During the quarter, access fee revenue jumped 99% year over year to $452 million and represented 87% of total revenue, up from 78% in the prior year's quarter. The increase in access fee revenue as a percentage of total revenue is primarily due to the acquisition of Livongo, completed in October 2020, and growth in direct-to-consumer mental health, which is sold on a subscription basis, Murthy said.
Visit fee revenue for the third quarter of $60 million increased 18% year over year.
Teladoc ended the quarter with U.S. paid membership of 52.5 million members, an increase of 500,000 members sequentially over the prior quarter.

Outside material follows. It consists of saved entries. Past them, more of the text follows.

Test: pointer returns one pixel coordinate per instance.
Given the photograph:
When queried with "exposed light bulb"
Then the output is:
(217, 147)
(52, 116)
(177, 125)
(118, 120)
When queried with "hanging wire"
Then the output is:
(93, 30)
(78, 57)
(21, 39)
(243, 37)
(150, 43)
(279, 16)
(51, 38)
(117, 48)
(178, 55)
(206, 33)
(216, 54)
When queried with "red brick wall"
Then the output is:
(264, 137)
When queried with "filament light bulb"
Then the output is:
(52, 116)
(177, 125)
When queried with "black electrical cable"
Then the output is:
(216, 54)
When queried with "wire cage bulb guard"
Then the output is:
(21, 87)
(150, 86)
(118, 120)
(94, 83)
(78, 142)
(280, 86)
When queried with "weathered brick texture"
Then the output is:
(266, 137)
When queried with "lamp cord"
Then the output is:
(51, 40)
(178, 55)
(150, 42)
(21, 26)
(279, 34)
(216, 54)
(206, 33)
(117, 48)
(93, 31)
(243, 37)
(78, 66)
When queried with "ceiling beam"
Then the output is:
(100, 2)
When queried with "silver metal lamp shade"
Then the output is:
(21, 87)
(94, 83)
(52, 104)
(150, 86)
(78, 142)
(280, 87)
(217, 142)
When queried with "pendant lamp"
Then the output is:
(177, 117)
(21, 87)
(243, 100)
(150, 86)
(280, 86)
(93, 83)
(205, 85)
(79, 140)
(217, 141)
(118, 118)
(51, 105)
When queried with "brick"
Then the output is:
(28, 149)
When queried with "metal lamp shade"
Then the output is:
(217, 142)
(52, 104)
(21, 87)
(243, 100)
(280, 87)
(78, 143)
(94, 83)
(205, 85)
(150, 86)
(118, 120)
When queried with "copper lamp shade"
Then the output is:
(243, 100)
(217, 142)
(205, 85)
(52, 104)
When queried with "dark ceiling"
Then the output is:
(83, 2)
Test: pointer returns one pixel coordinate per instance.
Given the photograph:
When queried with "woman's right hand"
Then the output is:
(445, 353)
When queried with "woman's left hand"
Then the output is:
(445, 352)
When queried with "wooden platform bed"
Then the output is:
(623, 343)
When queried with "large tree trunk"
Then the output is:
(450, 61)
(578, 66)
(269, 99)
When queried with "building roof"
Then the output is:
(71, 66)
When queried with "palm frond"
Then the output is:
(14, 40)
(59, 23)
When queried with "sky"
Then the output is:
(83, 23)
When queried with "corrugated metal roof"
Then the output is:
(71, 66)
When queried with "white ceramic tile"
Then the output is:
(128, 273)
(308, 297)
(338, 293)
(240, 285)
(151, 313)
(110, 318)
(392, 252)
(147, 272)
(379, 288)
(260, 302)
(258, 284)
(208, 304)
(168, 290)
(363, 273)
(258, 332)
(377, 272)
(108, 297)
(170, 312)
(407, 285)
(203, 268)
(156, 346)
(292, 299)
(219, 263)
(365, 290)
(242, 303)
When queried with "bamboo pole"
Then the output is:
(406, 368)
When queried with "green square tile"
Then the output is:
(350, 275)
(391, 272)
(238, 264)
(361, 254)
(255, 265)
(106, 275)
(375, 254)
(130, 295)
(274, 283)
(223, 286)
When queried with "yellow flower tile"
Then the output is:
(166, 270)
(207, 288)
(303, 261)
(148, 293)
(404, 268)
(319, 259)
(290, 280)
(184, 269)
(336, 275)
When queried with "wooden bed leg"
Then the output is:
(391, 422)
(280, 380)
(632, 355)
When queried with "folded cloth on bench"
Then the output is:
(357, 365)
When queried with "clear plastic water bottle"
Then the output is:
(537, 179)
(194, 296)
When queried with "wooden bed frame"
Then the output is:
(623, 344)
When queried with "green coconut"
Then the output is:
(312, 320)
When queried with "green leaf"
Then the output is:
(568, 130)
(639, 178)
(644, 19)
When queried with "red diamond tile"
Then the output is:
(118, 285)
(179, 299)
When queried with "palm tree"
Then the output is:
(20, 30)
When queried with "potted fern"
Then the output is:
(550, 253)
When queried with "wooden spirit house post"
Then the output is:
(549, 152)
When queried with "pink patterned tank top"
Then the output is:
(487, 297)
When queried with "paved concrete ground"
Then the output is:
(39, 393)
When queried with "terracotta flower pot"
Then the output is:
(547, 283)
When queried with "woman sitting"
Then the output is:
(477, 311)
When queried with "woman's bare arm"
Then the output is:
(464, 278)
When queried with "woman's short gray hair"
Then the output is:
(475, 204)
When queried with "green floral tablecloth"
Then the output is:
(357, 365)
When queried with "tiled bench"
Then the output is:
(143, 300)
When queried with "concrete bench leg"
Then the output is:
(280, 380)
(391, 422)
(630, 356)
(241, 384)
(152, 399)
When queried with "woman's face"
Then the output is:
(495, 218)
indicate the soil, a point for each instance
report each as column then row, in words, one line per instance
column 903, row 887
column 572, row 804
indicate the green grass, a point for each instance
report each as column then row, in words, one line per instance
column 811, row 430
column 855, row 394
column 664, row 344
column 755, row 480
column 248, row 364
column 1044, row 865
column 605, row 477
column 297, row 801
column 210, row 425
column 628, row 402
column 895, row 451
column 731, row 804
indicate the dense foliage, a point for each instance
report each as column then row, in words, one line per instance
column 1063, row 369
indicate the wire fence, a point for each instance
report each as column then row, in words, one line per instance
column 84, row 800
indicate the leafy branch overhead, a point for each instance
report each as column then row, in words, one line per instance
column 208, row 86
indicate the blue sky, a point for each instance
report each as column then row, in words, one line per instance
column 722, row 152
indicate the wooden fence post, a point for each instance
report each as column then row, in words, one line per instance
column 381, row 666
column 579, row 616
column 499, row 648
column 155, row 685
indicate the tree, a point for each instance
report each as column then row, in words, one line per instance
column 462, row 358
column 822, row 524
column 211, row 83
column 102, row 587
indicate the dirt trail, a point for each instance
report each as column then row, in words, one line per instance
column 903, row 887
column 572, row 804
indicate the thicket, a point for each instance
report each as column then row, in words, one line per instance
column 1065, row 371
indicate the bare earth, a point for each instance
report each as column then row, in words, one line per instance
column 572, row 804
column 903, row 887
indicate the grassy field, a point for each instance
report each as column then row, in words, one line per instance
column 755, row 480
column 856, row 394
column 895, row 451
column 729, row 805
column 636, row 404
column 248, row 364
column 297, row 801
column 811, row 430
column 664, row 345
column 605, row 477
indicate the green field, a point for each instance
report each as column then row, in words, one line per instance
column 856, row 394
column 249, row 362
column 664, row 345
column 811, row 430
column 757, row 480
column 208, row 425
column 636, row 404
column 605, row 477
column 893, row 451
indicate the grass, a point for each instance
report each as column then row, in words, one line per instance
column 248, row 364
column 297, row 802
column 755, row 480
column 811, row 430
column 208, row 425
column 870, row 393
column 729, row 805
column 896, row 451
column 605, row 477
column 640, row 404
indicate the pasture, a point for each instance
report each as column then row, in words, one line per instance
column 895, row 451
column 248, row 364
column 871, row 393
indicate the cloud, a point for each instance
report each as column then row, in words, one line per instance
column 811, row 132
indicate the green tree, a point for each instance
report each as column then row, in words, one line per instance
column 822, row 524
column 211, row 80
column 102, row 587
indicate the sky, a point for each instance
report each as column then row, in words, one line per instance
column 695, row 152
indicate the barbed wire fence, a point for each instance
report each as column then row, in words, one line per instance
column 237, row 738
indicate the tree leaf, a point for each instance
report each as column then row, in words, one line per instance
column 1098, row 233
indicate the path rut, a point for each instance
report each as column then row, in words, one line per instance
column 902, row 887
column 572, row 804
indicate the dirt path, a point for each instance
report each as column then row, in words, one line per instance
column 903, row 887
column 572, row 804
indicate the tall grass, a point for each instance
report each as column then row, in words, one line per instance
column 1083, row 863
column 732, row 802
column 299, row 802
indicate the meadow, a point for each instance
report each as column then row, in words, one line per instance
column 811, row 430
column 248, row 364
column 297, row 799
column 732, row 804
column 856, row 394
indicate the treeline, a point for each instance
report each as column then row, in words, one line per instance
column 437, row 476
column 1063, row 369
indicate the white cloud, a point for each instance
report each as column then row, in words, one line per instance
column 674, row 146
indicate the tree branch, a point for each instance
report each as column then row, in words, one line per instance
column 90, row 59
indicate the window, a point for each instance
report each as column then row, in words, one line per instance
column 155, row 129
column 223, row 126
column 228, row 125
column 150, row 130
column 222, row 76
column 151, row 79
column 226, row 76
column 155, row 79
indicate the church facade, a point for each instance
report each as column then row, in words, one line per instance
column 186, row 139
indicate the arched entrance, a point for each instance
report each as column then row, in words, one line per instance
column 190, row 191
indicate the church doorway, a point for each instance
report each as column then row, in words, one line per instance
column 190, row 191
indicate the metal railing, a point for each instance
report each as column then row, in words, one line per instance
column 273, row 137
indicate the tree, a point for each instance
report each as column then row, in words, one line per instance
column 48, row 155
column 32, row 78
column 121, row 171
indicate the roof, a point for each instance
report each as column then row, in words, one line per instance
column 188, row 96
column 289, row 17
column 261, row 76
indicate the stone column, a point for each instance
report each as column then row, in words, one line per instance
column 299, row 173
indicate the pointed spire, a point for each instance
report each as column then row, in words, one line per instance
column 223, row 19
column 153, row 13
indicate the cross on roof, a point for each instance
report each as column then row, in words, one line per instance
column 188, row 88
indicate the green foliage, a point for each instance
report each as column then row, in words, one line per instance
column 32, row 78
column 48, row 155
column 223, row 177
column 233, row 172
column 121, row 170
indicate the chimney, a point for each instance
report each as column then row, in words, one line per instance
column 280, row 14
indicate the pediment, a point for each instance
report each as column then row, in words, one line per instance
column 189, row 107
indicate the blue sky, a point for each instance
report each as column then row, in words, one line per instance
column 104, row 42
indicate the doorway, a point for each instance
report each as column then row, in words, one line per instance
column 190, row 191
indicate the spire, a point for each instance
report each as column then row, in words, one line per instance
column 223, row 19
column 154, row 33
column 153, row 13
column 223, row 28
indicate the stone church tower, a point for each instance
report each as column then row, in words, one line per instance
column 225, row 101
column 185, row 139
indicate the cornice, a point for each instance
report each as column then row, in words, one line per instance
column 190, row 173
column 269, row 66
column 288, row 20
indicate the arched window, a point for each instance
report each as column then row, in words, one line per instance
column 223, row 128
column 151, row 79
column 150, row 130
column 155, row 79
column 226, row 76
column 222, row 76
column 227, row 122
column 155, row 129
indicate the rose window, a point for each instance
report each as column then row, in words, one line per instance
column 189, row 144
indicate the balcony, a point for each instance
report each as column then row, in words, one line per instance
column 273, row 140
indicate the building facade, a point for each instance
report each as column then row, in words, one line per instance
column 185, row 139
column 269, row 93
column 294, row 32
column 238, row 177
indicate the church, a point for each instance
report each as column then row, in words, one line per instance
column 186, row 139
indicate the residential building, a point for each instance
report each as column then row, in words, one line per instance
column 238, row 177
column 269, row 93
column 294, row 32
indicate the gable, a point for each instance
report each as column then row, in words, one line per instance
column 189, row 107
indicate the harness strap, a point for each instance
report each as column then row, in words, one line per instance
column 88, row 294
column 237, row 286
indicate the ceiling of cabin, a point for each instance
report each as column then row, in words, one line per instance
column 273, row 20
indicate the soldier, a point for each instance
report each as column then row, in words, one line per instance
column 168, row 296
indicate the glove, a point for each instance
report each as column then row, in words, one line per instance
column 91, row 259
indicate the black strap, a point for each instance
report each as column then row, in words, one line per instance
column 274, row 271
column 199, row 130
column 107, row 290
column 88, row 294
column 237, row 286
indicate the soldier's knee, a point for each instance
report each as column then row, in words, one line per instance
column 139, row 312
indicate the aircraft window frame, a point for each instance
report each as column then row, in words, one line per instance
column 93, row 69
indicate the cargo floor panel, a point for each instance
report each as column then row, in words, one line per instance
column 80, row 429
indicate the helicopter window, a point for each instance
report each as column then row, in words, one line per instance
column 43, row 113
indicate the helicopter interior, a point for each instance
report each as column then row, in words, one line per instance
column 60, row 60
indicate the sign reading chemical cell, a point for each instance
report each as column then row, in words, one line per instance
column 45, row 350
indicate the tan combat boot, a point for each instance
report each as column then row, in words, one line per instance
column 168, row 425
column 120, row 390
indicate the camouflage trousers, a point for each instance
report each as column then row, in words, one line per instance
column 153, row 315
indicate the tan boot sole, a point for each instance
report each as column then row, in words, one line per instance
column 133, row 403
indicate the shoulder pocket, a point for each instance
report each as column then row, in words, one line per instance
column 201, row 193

Consumers with visit fee-only access came to $23.6 million at the end of the third quarter. Total unique members enrolled in one or more of our chronic care programs was 725,000 members as of the third quarter, a 31% increase over the 553,000 unique members as of the prior year's quarter.
Average revenue per member per month was $2.57 in the third quarter, up from $1.18 in the prior year's quarter and $2.47 in the second quarter of 2021.
The primary driver of the sequential increase in revenue per member was growth in direct-to-consumer mental health revenue, Murthy said.
Adjusted EBITDA was $67.4 million in the third quarter compared to $39.5 million in the prior year's quarter. Murthy said better-than-expected adjusted EBITDA in the quarter was driven in part by a slower ramp-up in technology and development spending versus plans.
For the fourth quarter of 2021, Teladoc expects revenue of $536 million to $546 million, representing growth of 40% to 42% over the prior year's quarter. The company expects total paid membership in the range of 52.5 million to 53.5 million and anticipates total visits during the fourth quarter of between 3.9 million and 4.1 million visits, which represents year-over-year growth of 32% to 39%.
For the full year, Teladoc is projecting adjusted EBITDA in the range of $260 million to $265 million and anticipates total visits in 2021 between 14.5 million and 14.7 million visits, representing growth of 37% to 39% over the prior year.
Teladoc also expects a full-year loss of $3.40 to $3.20 per share.